The face vanished; more text appeared: about the
periodic table and molecular bonding and Faraday’s laws of electrolysis. Darryl’s head hurt, there was so much information, but as soon as another question popped up, his pulse quickened, even though there were no Individualists to win over, no wormholes to find. This question was about isotopes. Once he typed in his answer, the face reappeared, smiling again, but this time not quite so ancient, minus a couple of wrinkles, the eyes not quite so milky.
After six sections and six correctly answered questions, the jowls on the face didn’t hang down so far, and you could tell it was a man. After ten sections and ten answers, the face got a facelift, and a few hairs popped out on the head. Just as the face was beginning to seem somehow familiar, a red light flashed in the left eyeball.
Next thing Darryl knew, someone was shaking him by the shoulder: the boy who’d saved him from the punk with the knife that morning. Darryl blinked at him, clueless as to how long he’d been sitting there frozen, sipping the air as if through a straw.
“Talk about lost in space. Too much StarMaster?”
Darryl grunted.
“We thought maybe you’d go for some home cooking. My mom’s going to make her Swedish meatballs.” The boy gave him a friendly punch. “You got a sweat-shirt or something? It’ll cool down later.”

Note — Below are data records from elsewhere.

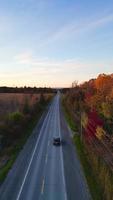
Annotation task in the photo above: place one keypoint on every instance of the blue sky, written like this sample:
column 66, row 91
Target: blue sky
column 54, row 42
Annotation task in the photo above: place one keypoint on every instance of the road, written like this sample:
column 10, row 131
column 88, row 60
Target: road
column 43, row 171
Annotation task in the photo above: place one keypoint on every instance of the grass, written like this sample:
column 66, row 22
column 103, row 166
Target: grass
column 14, row 151
column 92, row 180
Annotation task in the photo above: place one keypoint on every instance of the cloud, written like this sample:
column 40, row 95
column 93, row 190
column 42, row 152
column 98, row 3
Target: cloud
column 73, row 28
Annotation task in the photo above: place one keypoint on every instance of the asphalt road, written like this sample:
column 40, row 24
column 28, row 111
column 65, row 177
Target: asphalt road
column 44, row 171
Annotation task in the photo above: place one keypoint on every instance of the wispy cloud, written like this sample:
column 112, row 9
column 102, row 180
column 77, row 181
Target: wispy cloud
column 75, row 27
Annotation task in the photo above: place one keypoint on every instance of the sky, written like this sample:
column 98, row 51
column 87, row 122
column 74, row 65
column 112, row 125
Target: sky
column 54, row 42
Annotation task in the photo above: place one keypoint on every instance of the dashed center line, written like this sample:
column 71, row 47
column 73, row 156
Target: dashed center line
column 42, row 188
column 46, row 158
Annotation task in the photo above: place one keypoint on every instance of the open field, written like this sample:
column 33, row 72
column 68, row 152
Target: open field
column 12, row 102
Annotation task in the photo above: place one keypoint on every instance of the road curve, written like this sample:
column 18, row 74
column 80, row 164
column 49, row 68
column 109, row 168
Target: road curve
column 41, row 171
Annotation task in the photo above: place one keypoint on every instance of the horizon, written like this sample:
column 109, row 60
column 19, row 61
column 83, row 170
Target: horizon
column 53, row 43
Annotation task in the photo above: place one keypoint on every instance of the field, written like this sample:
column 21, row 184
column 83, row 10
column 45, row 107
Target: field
column 19, row 114
column 12, row 102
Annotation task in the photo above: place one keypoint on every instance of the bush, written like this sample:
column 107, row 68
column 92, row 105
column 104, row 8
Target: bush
column 15, row 118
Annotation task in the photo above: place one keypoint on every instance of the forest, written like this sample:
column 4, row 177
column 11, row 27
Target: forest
column 90, row 105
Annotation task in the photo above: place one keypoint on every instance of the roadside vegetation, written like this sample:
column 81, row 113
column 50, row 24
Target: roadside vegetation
column 89, row 111
column 19, row 115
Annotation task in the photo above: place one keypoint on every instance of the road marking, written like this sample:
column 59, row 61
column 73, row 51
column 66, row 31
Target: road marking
column 46, row 158
column 61, row 152
column 42, row 188
column 21, row 188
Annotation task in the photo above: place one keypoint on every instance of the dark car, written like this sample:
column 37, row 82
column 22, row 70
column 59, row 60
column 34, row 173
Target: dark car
column 57, row 141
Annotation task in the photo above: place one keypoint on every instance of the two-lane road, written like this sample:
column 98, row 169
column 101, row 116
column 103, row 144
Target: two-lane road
column 44, row 176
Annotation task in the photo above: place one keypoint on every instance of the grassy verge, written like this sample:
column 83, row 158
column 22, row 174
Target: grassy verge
column 92, row 180
column 14, row 151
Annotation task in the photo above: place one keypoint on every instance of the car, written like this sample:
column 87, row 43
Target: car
column 57, row 141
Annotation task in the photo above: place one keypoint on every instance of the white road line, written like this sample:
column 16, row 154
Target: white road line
column 61, row 153
column 46, row 158
column 21, row 188
column 42, row 188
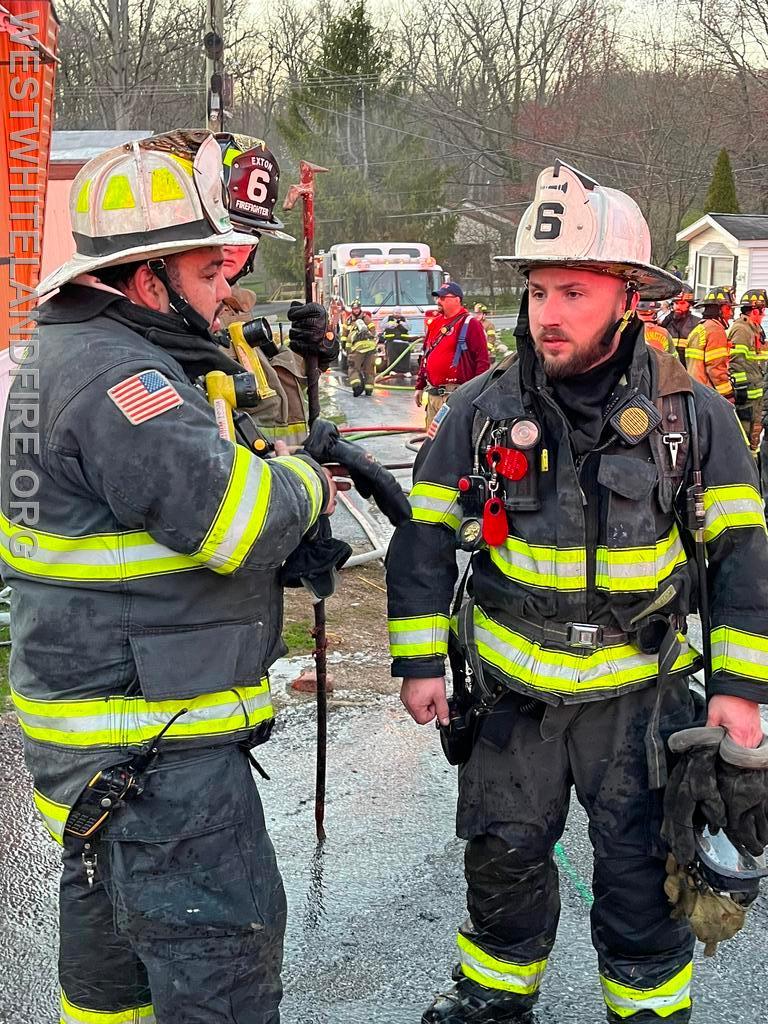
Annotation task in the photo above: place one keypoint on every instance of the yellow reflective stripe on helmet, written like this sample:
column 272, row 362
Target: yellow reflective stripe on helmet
column 626, row 569
column 119, row 721
column 72, row 1014
column 94, row 557
column 740, row 652
column 495, row 973
column 418, row 636
column 539, row 565
column 566, row 673
column 435, row 504
column 241, row 515
column 310, row 480
column 84, row 196
column 663, row 1000
column 732, row 507
column 54, row 815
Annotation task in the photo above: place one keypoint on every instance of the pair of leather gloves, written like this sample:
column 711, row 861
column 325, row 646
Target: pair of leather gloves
column 718, row 783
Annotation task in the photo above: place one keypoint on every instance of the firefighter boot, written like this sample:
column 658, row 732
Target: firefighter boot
column 468, row 1003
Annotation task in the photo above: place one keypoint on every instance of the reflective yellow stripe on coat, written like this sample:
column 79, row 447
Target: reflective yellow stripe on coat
column 733, row 507
column 494, row 973
column 120, row 721
column 617, row 569
column 664, row 1000
column 418, row 636
column 71, row 1014
column 435, row 504
column 740, row 652
column 566, row 673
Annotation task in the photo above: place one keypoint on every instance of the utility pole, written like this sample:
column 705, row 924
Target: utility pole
column 213, row 42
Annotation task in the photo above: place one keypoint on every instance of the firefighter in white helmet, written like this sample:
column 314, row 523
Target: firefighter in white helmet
column 564, row 473
column 147, row 606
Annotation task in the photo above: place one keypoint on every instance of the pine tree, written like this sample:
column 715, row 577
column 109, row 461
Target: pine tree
column 722, row 195
column 381, row 182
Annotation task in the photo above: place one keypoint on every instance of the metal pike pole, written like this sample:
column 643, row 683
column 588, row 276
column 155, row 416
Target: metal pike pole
column 305, row 192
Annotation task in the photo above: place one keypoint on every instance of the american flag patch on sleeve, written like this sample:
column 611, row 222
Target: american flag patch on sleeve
column 434, row 426
column 144, row 395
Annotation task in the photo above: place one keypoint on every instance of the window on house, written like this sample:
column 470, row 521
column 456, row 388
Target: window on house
column 714, row 270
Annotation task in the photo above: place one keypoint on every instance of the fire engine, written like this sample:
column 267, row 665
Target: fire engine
column 383, row 276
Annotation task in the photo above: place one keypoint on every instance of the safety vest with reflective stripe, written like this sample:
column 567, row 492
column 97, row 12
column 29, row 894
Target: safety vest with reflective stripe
column 707, row 356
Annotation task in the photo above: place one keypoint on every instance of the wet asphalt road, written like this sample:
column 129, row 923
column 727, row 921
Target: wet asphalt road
column 373, row 914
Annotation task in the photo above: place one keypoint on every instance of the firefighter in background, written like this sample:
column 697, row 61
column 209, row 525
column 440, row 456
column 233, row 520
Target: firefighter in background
column 150, row 608
column 481, row 312
column 707, row 354
column 361, row 348
column 655, row 336
column 569, row 664
column 680, row 321
column 748, row 364
column 349, row 316
column 396, row 337
column 455, row 350
column 282, row 417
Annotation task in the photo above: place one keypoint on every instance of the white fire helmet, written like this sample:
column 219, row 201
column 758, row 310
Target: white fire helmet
column 153, row 198
column 573, row 221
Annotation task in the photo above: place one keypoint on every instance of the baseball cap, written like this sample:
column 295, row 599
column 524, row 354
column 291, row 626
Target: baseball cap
column 451, row 289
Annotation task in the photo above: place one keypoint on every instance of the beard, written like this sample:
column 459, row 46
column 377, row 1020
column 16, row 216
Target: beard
column 580, row 360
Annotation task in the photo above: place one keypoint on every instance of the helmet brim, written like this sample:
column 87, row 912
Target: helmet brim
column 87, row 264
column 651, row 282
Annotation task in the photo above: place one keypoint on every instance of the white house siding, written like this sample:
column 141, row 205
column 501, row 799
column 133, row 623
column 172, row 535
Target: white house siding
column 758, row 268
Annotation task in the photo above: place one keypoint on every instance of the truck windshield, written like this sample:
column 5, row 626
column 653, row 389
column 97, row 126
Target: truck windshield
column 375, row 289
column 415, row 288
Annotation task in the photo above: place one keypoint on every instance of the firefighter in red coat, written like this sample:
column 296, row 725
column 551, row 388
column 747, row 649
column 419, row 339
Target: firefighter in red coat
column 455, row 350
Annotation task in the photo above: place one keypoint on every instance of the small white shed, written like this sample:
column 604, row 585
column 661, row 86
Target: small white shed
column 727, row 249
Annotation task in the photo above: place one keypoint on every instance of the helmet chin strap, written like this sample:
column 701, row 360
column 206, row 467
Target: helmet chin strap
column 190, row 316
column 247, row 266
column 624, row 322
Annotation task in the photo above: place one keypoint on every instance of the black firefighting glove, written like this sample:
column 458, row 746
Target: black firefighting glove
column 692, row 799
column 314, row 563
column 309, row 334
column 714, row 916
column 372, row 480
column 742, row 780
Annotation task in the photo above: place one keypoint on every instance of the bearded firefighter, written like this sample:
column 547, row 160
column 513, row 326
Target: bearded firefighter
column 564, row 473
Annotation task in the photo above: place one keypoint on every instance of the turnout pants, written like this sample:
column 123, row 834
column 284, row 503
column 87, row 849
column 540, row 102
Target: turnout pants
column 513, row 802
column 363, row 370
column 184, row 919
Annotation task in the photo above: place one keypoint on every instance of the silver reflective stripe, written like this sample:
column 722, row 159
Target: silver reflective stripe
column 129, row 720
column 672, row 995
column 434, row 503
column 494, row 973
column 564, row 672
column 739, row 652
column 247, row 510
column 563, row 569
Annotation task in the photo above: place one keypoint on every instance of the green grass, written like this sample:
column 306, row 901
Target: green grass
column 298, row 638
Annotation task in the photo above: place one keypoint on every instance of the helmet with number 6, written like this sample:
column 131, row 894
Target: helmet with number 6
column 251, row 175
column 574, row 221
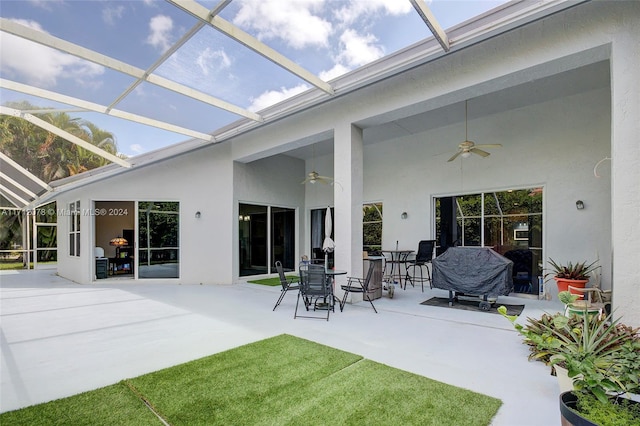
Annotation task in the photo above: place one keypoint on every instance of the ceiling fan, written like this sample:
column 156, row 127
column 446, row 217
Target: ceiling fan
column 313, row 176
column 466, row 148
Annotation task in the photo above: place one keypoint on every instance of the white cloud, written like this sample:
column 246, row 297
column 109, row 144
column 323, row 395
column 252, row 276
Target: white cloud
column 111, row 14
column 356, row 9
column 160, row 27
column 40, row 65
column 209, row 60
column 359, row 49
column 272, row 97
column 291, row 21
column 136, row 149
column 336, row 71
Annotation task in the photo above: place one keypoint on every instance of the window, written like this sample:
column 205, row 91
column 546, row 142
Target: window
column 372, row 227
column 158, row 239
column 510, row 222
column 74, row 228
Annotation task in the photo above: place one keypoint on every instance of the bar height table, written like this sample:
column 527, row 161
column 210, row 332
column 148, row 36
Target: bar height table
column 397, row 258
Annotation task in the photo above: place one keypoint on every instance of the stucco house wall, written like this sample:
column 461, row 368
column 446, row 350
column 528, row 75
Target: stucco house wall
column 553, row 141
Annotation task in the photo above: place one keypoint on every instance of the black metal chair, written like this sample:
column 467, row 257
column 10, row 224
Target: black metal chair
column 286, row 283
column 315, row 290
column 422, row 260
column 358, row 286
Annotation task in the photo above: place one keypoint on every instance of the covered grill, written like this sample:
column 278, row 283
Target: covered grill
column 477, row 271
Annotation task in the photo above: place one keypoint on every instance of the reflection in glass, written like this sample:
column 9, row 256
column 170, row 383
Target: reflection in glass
column 158, row 239
column 510, row 222
column 252, row 228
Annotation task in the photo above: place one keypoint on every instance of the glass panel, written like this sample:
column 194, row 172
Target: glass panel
column 252, row 228
column 469, row 205
column 283, row 237
column 159, row 243
column 512, row 227
column 372, row 228
column 317, row 236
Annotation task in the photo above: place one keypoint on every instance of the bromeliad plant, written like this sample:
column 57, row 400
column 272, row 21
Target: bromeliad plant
column 571, row 271
column 602, row 356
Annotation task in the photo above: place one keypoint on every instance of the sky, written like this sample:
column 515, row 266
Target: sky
column 326, row 37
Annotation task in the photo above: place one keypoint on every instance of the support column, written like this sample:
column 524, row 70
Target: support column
column 347, row 192
column 625, row 174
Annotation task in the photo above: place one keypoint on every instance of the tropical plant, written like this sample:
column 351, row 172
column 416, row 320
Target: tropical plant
column 602, row 356
column 47, row 155
column 572, row 271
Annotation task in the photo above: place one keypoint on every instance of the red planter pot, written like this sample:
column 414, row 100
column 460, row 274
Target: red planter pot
column 563, row 284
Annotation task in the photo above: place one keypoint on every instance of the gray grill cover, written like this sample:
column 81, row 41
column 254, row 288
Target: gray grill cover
column 473, row 270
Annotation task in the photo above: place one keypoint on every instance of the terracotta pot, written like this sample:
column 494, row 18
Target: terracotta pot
column 564, row 381
column 563, row 284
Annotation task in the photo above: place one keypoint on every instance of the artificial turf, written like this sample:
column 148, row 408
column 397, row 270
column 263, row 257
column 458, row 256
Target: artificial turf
column 283, row 380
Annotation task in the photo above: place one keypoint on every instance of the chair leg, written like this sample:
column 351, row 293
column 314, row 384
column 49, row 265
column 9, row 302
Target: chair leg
column 295, row 314
column 369, row 299
column 344, row 300
column 282, row 293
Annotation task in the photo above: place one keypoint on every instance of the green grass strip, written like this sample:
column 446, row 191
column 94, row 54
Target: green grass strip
column 283, row 380
column 111, row 405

Darryl’s eyes flicked to the bed nearer the window, but he looked away when BJ pulled the battered suitcase out from under it. Mrs. Grimsley had sent someone over to Darryl’s house to get some of his clothes, and they’d brought them back in his mother’s suitcase, which he’d immediately shoved out of sight.
“Cool, a MasterTech sweatshirt,” the boy said. “Come on, Ma’s waiting down in the car.”
Five minutes later Darryl was sitting in the front seat of a Chevy Nova with a woman who introduced herself as Birdie Walker. She wasn’t very birdlike. She took up half the front seat. But she radiated warmth, and as they drove out of Madrona, the shelter’s neighborhood, into the Central District, Darryl felt himself unfreezing a little.